FRANCE 24 a rencontré Tiken Jah Fakoly qui, grâce à son reggae particulièrement passionné, est devenu le porte-parole de la jeunesse ivoirienne et, plus largement, africaine. Retour sur le parcours d'un artiste engagé, enragé, enchanté...
Tiken Jah Fakoly, une voix de l’Afrique militante
FRANCE 24 a rencontré l’une des figures de proue du reggae africain : Tiken Jah Fakoly. Au fil des années, cet Ivoirien à l’identité multiple s’est affirmé comme un représentant de la Côte d’Ivoire et plus largement d’une Afrique francophone révoltée par les conflits et la corruption qui minent le continent. Avec ses chansons écrites à l’adresse des dirigeants africains et ses concerts survoltés, Tiken Jah Fakoly est devenu le porte-parole d’une jeunesse désabusée mais néanmoins engagée. Retour sur le parcours d’un reggaeman emblématique.
Le griot des temps modernes
Dans les années 1970, Tiken Jah Fakoly, de son vrai nom Doumbia Moussa Fakoly, découvre le reggae de Bob Marley et les combats qu’il représente. C’est en écoutant le chanteur des Wailers que le jeune ivoirien a pris conscience qu’au-delà de la Jamaïque "des voix méritaient de se lever au nom de l’Afrique".
En 1989, il monte alors son premier groupe et sort, en 1993, son premier album "Djelys" qui signifie "griot" en dioula, sa langue maternelle. Véritable conteur itinérant, le griot occupe une place prépondérante dans la société africaine. "On a besoin d’eux pour les mariages et les funérailles. Mais il est impossible que la fille d’un griot puisse se marier avec quelqu’un qui est descendant d’un noble. On les acclame quand on a besoin d’eux, mais on les considère comme des êtres inférieurs. C’est injuste."

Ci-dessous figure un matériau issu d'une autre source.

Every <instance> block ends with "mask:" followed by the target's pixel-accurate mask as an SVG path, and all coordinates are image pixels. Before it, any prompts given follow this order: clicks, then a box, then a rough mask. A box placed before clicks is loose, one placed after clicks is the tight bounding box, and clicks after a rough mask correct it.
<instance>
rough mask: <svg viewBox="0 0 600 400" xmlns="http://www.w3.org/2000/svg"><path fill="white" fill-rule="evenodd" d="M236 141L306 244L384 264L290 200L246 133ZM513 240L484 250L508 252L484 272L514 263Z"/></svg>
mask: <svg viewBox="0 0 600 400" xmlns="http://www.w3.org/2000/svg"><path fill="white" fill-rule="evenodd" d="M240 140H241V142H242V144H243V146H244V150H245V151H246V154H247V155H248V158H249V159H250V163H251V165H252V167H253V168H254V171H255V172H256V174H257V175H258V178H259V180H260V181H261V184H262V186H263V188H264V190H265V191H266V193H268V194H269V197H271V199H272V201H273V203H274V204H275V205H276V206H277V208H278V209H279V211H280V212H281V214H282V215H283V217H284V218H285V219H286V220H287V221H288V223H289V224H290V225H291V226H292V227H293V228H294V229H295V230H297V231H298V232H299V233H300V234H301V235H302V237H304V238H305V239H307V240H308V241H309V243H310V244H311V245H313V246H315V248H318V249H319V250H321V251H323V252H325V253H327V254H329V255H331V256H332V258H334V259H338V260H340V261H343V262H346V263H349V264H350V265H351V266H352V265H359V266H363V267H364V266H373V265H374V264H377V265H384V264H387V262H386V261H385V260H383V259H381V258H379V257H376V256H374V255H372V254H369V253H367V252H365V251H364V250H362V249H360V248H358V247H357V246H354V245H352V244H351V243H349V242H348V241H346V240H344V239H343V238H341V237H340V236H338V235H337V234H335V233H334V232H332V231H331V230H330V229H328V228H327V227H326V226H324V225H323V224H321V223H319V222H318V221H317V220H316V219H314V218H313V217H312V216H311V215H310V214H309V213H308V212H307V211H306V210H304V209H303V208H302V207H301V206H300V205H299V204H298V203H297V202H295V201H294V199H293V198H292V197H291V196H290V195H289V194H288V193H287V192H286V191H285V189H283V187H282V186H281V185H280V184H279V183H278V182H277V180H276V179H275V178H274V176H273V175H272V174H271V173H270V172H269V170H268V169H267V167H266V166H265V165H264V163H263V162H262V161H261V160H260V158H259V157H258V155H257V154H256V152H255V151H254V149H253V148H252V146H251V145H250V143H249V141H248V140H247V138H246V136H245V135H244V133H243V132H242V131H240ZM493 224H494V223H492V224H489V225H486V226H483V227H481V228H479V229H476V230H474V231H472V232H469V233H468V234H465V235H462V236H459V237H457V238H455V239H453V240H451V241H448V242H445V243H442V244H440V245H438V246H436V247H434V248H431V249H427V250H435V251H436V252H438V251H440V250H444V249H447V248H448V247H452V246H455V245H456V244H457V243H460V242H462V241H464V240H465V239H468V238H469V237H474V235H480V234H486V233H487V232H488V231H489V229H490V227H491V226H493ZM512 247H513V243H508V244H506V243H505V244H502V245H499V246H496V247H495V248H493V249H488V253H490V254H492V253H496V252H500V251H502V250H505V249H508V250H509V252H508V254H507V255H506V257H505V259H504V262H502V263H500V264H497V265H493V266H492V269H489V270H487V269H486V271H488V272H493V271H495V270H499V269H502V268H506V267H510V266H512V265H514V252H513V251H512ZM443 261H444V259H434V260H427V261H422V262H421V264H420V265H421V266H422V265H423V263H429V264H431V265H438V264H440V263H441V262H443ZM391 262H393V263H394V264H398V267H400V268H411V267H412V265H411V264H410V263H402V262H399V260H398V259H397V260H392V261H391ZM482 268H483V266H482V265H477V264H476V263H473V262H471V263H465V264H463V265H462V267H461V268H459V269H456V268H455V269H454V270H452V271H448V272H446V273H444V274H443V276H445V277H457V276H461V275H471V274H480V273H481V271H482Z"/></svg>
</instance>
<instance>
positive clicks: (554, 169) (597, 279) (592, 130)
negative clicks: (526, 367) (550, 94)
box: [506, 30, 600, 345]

Dès son premier album, le chanteur se fait fort de défendre la société dans laquelle il vit. D’ailleurs, c’est en parlant au nom du peuple que Tiken Jah Fakoly a gagné le titre de griot. "Le vrai griot doit la vérité au chef. Il doit dire au gouverneur ce que son peuple pense. C’est ce que j’essaye de faire à travers ma musique."
"Mangercratie", l’album de la consécration
Considéré officiellement comme son premier opus, "Mangercratie", sorti en 1996, fait très vite le succès du chanteur. Cet album, et plus précisément son single éponyme, dénonce la corruption politique et réclame davantage de nourriture et de soins pour le peuple.
Le chanteur se fait le porte-parole de ce qu’on appelle les "bramagos", les gosses des ghettos d’Abidjan. "Avec ‘Mangercratie’, je me suis directement adressé aux hommes politiques. Avant ce titre, certains reggaemen utilisaient des paraboles ou des proverbes pour leur parler, moi je suis arrivé en chantant les choses simplement", explique-t-il avant d’ajouter : "Ce titre a été très important dans ma carrière et pour beaucoup d’Africains de l’Ouest."
Alternant le malinké, le français et l’anglais, le chanteur modernise le reggae en y apportant des basses lourdes et des cuivres. Malgré les réticences, voire la censure, de certains médias, Tiken Jah Fakoly remplit les salles et se produit dans tous les festivals d’Afrique de l’Ouest. "Mangercratie" dont il est l’auteur-compositeur-interprète, s’est vendu à plus de 500 000 exemplaires et interpelle les professionnels de l’industrie du disque français. Très vite, il fait en France quelques premières parties comme celle du groupe Sinsemilia. Parallèlement, il continue sa tournée en Afrique où sa voix, celle du peuple, trouve de plus en plus d’écho.
En 20 ans et quelque 7 albums Tiken Jah Fakoly est devenu le véritable porte-parole de la jeunesse ivoirienne. Après avoir connu l’exil et la censure, l’artiste reste engagé. A l’approche de la présidentielle ivoirienne, il n’hésite pas à appeler ses concitoyens au vote : "Il faut que l’on se mette ensemble pour défendre l’intérêt général. Il faut que l’on choisisse quelqu’un qui permette l’éducation à tous, qui nous permette de vivre convenablement."